ATLANTIC CITY - Even as the state works to turn a U.S. Navy destroyer into an offshore artificial reef, it is already adding stainless steel subway cars to fish havens along the coast.

The state dumped 44 New York City subway cars on the Atlantic City Reef, 8.8 nautical miles off Absecon Inlet, on April 3 and may get as many as 600 cars this summer.

"The next load is in May at the Cape May Reef, 9.1 nautical miles off Cape May Inlet. It's about 50 cars," said Jennifer Resciniti, of the state Department of Environmental Protection.

Plans also call for subway cars to be sunk at the Garden State South, Deepwater and Shark River reefs.

"As they become available, we'll deploy them at various sites," Resciniti said.

This could change, depending on New York.
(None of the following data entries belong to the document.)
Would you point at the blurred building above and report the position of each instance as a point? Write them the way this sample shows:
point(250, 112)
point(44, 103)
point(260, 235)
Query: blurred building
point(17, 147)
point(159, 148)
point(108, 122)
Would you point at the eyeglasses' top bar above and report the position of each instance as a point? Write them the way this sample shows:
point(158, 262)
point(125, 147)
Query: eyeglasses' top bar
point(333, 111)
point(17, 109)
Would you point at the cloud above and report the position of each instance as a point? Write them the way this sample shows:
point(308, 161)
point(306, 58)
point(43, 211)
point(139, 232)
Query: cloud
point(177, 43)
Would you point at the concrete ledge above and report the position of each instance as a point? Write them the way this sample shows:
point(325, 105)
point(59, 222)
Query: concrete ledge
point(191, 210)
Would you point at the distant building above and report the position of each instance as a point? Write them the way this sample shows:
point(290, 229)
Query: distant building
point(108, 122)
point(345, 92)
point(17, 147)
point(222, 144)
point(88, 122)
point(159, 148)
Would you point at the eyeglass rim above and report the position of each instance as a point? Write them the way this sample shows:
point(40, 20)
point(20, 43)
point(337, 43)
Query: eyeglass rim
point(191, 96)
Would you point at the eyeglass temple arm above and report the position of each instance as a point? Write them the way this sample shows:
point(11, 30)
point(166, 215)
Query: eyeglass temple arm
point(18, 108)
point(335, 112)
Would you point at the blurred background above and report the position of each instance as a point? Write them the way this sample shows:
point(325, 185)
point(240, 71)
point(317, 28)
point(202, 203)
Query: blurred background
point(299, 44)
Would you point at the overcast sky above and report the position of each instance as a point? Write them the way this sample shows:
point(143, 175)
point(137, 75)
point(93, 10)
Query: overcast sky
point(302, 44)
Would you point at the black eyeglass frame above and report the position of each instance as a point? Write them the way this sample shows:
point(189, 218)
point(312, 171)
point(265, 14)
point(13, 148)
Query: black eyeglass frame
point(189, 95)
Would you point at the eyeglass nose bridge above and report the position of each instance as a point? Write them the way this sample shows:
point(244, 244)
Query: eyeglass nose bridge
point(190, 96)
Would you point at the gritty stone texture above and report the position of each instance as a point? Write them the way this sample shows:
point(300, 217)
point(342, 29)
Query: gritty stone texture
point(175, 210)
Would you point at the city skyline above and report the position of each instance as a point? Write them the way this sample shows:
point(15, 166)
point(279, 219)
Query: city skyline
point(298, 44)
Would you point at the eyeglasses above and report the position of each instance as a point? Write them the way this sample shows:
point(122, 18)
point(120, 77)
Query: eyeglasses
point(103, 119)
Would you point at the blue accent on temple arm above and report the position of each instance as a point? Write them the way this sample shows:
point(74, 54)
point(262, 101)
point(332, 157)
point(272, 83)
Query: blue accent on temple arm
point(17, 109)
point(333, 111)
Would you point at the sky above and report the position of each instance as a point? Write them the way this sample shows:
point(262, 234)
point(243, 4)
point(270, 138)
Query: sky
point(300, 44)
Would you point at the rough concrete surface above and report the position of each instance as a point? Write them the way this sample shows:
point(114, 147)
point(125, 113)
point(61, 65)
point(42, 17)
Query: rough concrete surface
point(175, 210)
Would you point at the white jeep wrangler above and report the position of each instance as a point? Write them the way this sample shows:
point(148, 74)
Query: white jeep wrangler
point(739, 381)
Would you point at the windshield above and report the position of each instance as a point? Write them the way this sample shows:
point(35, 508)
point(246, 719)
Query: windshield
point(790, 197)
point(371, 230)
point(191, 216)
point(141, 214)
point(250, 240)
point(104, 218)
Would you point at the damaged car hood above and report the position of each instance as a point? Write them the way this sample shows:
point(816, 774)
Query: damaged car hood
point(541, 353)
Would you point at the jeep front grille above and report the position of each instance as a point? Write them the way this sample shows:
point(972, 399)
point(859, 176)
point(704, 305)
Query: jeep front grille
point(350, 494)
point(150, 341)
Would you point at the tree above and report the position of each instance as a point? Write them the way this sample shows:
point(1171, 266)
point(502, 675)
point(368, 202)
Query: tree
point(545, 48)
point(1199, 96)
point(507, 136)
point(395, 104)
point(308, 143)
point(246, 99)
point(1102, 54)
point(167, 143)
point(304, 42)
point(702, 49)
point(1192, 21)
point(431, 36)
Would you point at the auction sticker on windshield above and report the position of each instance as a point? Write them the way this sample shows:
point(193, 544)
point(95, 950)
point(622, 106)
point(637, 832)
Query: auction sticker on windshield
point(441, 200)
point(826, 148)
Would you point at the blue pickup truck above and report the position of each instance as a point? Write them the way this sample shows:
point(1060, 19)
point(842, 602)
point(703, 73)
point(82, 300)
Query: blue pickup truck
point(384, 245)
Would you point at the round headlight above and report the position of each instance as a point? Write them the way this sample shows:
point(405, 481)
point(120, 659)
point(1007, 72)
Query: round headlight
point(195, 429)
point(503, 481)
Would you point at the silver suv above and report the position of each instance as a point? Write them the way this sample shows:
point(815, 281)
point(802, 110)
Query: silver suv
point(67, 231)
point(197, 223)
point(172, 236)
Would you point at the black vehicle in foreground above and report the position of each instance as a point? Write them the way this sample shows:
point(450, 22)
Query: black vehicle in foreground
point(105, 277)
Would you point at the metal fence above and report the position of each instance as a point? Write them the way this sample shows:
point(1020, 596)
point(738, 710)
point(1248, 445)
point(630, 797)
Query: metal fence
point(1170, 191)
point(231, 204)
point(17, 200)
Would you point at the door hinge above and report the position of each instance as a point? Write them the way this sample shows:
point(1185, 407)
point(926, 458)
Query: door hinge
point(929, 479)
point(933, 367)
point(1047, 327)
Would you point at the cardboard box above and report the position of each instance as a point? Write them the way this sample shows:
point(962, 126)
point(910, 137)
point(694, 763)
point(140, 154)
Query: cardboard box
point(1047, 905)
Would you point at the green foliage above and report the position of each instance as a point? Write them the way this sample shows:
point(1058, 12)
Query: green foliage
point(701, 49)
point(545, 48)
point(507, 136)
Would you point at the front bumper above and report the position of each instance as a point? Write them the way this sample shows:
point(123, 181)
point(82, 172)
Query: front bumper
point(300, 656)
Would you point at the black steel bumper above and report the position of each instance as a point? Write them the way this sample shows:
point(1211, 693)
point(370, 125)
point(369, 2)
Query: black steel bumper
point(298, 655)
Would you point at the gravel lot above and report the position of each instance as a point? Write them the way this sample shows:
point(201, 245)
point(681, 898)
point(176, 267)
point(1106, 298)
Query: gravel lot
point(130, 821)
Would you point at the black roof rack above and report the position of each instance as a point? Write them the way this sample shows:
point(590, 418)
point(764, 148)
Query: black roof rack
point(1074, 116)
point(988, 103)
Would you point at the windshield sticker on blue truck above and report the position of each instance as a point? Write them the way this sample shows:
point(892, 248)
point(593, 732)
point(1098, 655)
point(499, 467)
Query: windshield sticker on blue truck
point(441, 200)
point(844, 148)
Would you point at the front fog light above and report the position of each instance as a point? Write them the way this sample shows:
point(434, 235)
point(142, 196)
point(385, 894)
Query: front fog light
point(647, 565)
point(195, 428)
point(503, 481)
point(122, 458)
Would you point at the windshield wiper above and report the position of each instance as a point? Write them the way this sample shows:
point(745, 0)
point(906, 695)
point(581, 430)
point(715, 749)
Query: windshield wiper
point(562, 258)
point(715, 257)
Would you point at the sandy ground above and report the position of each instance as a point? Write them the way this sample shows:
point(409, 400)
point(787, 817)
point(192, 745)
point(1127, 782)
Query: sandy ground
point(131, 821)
It is giving away the subway cars now only because New York's permits to sink them at its own reef sites lapsed about five years ago.

"They are about to get their sites reinstituted. If that happens, the New York (Metropolitan) Transit Authority said New York will get all the cars," said Bill Figley, an advocate of reefs in New Jersey.

Delaware and Maryland are also awaiting subway cars and will get the next couple of loads before New Jersey gets its cars for the Cape May Reef.

New Jersey has been able to get large rocks from dredging projects, vessels and other debris from New York and hopes to land 600 subway cars this summer.

The cars were offered to New Jersey last year, but the program was delayed when environmentalists and commercial fishermen raised questions about risks they could pose if they move around or from asbestos fibers they contain. Subway cars were not an acceptable material under the state's reef management plan at that time, but that has been changed.

Resciniti said some fish are probably already in the cars at the Atlantic City Reef, and the cars should be fully colonized by marine life within two years.

"The whole food web isn't established for about two years," Resciniti said.